In the original scenario, set in 18th-century Thessaly, the hero Pépio (danced then by a woman) is discontented with life at home and with the company of his fiancée Gourouli. Their relationship is symbolised by their pas de deux at the start in imitation of two pigeons they have been observing, quarrelling with small irritated movements of the head and then coming together to make up. When a group of gypsies visit their village, Pépio is seduced by the energetic czardas that they dance and flirts with the dusky Djali, eventually leaving his love behind to join in their wanderings. Gourouli's grandmother advises her to follow him disguised as a gypsy, thus providing the ballerina with a dual role. In the first act she had appeared in a pink wig; in the scene at the camp Rosita Mauri danced with her own long black hair unbound and streaming about her. By such means, this elemental Gourouli makes all the men fall in love with her, and she bribes one of them to make Pépio's life miserable. When a storm breaks, the gypsies rob Pépio and flee. He returns home chastened and must ask for forgiveness.

Ashton's version of the ballet is set in Paris at the time of the music's composition with anonymous leading roles (Young Man and Young Girl). At the start, a French painter is revealed trying to paint a restless model, his lover, who is sitting on an ornate cast-iron chair. The session is interrupted by the entry of the model's friends and his responsiveness to other female company underlines his restless spirit. A troupe of gypsies that he sees through the garret window, misunderstanding a gesture of his, now crowd in and a quarrel develops over possession of the chair between the model and a hot-blooded Carmen with whom the painter is flirting. Perceiving that they are not welcome, the gypsy leader leaves the studio and the painter dashes off to join them, bewitched by their unfamiliar and seemingly exotic lifestyle. However, his intrusion into their community is resented and he is thrown out of the encampment. Returning to the lover he had left behind, they are reconciled and sit together on the ornate chair that has dominated the room.

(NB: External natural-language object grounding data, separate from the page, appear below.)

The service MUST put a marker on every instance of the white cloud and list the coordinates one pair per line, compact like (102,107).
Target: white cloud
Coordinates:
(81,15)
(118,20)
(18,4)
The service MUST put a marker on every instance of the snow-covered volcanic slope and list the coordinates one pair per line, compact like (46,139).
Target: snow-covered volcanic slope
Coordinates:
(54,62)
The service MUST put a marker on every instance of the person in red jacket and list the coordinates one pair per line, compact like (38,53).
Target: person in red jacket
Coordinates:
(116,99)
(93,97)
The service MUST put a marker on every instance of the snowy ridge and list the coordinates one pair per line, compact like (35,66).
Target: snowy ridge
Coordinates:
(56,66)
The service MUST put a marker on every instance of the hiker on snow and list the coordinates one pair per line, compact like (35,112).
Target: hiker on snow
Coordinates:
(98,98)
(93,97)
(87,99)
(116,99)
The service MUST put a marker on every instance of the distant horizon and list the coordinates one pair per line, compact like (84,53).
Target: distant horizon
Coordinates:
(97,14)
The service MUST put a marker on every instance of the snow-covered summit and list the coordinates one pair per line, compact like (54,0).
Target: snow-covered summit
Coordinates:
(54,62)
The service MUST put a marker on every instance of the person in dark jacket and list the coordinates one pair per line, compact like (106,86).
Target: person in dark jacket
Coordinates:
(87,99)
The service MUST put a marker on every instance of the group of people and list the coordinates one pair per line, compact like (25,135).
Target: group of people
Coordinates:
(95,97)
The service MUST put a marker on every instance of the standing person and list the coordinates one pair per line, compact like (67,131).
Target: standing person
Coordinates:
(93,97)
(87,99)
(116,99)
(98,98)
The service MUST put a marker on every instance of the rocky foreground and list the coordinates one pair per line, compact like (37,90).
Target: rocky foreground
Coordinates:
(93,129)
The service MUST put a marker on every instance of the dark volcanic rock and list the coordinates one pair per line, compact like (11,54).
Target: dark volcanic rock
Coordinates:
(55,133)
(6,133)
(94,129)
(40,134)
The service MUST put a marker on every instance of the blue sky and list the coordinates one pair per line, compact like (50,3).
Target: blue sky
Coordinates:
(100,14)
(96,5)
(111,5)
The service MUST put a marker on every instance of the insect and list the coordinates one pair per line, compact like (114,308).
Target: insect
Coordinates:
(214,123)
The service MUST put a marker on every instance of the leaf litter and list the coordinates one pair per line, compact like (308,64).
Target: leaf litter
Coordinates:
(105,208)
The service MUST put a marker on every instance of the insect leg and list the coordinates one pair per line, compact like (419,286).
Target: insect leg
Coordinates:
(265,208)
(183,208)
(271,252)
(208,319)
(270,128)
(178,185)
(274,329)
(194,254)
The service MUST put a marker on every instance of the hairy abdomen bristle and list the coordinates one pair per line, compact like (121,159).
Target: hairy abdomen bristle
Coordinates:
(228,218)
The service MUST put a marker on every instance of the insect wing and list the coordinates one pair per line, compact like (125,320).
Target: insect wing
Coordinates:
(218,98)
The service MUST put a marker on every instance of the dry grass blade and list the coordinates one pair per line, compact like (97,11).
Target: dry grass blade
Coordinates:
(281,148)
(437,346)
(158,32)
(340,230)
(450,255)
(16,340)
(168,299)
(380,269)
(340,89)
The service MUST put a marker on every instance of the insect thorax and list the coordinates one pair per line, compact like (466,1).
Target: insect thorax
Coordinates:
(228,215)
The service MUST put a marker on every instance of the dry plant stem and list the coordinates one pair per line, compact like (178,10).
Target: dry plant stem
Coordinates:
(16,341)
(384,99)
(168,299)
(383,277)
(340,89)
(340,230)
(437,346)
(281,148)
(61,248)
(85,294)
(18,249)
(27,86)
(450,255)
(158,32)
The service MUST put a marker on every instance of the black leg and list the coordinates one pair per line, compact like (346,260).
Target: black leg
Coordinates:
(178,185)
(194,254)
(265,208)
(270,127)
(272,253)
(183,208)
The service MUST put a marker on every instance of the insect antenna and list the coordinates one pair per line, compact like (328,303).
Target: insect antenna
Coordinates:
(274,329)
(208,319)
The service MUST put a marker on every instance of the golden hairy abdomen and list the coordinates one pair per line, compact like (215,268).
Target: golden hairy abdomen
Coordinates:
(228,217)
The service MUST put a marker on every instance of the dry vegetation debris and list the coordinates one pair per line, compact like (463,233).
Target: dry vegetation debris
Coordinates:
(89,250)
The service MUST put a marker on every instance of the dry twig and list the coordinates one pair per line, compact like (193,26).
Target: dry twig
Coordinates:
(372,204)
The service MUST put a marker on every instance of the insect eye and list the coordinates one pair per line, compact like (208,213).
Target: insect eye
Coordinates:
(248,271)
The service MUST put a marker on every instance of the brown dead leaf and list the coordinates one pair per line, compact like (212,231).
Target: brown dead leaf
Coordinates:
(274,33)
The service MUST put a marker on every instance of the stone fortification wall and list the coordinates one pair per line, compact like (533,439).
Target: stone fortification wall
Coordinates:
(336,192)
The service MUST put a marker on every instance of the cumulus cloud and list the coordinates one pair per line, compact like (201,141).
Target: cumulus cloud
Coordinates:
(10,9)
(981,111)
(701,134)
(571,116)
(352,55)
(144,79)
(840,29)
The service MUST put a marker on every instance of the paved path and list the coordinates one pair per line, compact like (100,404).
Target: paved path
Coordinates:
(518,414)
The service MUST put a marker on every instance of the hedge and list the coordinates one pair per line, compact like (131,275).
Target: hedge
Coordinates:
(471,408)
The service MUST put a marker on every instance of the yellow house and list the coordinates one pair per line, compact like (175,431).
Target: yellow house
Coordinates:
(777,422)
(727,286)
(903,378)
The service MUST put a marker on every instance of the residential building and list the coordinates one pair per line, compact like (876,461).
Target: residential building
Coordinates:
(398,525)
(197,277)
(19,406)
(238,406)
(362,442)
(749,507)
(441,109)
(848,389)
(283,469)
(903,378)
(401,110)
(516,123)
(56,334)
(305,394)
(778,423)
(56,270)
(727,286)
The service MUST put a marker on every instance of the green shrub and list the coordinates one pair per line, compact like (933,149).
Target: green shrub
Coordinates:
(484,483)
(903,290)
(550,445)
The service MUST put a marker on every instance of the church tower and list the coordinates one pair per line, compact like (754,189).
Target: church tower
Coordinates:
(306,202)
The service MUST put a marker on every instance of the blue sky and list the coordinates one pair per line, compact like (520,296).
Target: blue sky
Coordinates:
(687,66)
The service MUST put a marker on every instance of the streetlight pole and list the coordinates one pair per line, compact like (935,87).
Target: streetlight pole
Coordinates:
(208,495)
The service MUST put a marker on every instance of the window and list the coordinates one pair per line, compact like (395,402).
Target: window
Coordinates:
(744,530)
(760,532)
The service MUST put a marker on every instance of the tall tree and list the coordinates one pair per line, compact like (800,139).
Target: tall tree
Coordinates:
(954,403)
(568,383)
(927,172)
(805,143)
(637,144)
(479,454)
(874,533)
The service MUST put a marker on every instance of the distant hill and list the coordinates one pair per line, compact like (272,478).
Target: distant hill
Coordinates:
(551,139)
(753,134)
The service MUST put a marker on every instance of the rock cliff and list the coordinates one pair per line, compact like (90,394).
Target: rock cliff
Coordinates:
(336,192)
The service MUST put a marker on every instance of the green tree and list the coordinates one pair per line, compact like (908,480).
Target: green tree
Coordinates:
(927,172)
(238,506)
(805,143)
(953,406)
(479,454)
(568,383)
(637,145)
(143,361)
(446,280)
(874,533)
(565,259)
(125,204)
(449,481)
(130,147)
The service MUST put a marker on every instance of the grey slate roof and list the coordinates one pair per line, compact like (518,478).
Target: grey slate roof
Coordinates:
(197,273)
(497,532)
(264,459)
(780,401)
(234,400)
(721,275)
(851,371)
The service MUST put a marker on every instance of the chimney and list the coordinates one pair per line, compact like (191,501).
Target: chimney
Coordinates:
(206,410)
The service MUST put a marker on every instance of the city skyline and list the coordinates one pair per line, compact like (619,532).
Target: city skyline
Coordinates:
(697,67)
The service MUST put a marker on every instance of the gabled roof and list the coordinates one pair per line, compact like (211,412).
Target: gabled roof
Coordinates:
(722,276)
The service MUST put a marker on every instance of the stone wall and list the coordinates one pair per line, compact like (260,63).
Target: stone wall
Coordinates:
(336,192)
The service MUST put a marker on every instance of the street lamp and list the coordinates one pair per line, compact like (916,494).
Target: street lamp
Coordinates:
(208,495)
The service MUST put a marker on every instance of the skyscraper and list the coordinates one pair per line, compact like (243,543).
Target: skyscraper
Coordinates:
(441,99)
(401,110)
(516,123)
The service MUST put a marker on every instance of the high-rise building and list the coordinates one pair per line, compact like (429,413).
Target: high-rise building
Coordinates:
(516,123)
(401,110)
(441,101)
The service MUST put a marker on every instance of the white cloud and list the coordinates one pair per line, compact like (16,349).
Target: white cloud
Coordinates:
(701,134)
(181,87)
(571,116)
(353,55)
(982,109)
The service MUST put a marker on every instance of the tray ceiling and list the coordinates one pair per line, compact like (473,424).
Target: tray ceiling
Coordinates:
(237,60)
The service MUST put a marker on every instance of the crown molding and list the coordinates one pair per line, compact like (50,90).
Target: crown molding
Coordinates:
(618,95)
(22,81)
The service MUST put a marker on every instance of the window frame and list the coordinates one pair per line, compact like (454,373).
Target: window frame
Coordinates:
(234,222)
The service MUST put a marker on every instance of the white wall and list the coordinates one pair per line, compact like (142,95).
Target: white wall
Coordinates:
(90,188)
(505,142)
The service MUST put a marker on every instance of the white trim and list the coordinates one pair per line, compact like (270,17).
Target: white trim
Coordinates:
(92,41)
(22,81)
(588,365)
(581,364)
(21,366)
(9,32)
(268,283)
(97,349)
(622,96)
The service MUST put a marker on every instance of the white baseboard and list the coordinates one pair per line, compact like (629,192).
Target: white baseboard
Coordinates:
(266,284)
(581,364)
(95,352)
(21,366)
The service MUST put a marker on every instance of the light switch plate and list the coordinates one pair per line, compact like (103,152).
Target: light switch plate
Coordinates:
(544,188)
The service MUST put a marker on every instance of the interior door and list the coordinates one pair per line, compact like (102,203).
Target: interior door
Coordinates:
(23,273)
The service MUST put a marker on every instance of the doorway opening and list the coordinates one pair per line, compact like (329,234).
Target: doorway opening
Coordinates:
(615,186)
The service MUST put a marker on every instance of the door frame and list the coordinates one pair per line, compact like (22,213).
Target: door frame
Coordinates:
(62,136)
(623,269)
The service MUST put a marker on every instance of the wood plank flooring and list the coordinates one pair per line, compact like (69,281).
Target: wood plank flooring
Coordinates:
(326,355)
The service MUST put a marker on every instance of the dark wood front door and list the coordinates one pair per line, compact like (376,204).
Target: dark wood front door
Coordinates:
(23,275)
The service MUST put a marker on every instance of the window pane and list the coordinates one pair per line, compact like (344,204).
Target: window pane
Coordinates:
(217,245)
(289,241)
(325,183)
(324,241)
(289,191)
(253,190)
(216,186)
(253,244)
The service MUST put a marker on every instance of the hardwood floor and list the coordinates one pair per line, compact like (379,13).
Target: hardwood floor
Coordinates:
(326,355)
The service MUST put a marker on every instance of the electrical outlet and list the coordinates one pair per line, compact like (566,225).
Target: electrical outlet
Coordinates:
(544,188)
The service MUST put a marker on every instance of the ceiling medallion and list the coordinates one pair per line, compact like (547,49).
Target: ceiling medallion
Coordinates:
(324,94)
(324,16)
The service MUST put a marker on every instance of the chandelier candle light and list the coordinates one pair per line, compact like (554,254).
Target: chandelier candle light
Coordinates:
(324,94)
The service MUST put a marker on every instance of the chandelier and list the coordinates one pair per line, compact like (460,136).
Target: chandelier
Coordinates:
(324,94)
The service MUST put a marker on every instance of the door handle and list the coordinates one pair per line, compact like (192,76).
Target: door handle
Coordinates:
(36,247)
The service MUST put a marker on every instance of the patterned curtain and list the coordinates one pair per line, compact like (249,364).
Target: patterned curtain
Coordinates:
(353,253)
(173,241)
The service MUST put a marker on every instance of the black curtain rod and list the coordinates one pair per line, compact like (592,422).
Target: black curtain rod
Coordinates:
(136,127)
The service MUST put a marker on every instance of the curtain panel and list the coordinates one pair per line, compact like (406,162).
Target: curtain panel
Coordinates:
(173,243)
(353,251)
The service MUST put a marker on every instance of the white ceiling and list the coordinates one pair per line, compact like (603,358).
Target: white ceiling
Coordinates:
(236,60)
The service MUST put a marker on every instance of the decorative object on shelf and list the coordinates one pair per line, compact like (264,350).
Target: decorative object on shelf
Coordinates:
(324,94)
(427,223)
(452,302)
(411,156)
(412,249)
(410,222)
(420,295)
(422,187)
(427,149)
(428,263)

Two live pigeons are used to represent the lovers; they have a theme of their own in the music. Seen together during the first act, while the artist and his lover dance together, the young man's dissatisfaction and temporary desertion of the girl are represented by one pigeon flying alone off stage before the interval. The painter's return in the next act is prompted by a pigeon coming to land on his shoulder. When the lovers are reunited both pigeons perch above them on the chair.

Premiere cast list:
- Gourouli – Rosita Mauri
- Pépio – Marie Sanlaville
- Gertrude – Mlle Montaubry
- Djali – Mlle Hirsch
- Reine des Tziganes – Mlle Monnier
- Zarifa – M. Pluque
- Franca-Trippa – M. de Soria
- Un tzigane – Louis Mérante
- Le capitaine – M. Ajas
- Un serviteur – M. Ponçot

==Recordings==
In 1991 at the Brangwyn Hall, Swansea, the Orchestra of Welsh National Opera conducted by Richard Bonynge were recorded by Decca in Messager's 1906 score. John Lanchbery recorded his version of the ballet music for EMI in 1984 with the Bournemouth Symphony Orchestra.

A suite of movements from the ballet (Entrée des tziganes, Scène et pas de deux des pigeons, Thème et variations, Danse hongroise, Finale) has been recorded several times, for example by the Orchestre du Théâtre des Champs-Elysées conducted by Paul Bonneau (Ducretet Thomson – 255 C 087), Orchestre Colonne conducted by Jean Fournet (Pathe PDT135, 1947), the Orchestra of the Royal Opera House, Covent Garden conducted by Hugo Rignold (HMV, C3778-9, 1948), the orchestra of the Opéra-Comique, Paris conducted by Richard Blareau (Decca, LX3093, 1952) and the Orchestra of the Royal Opera House by Charles Mackerras (HMV, CLP1195, 1958).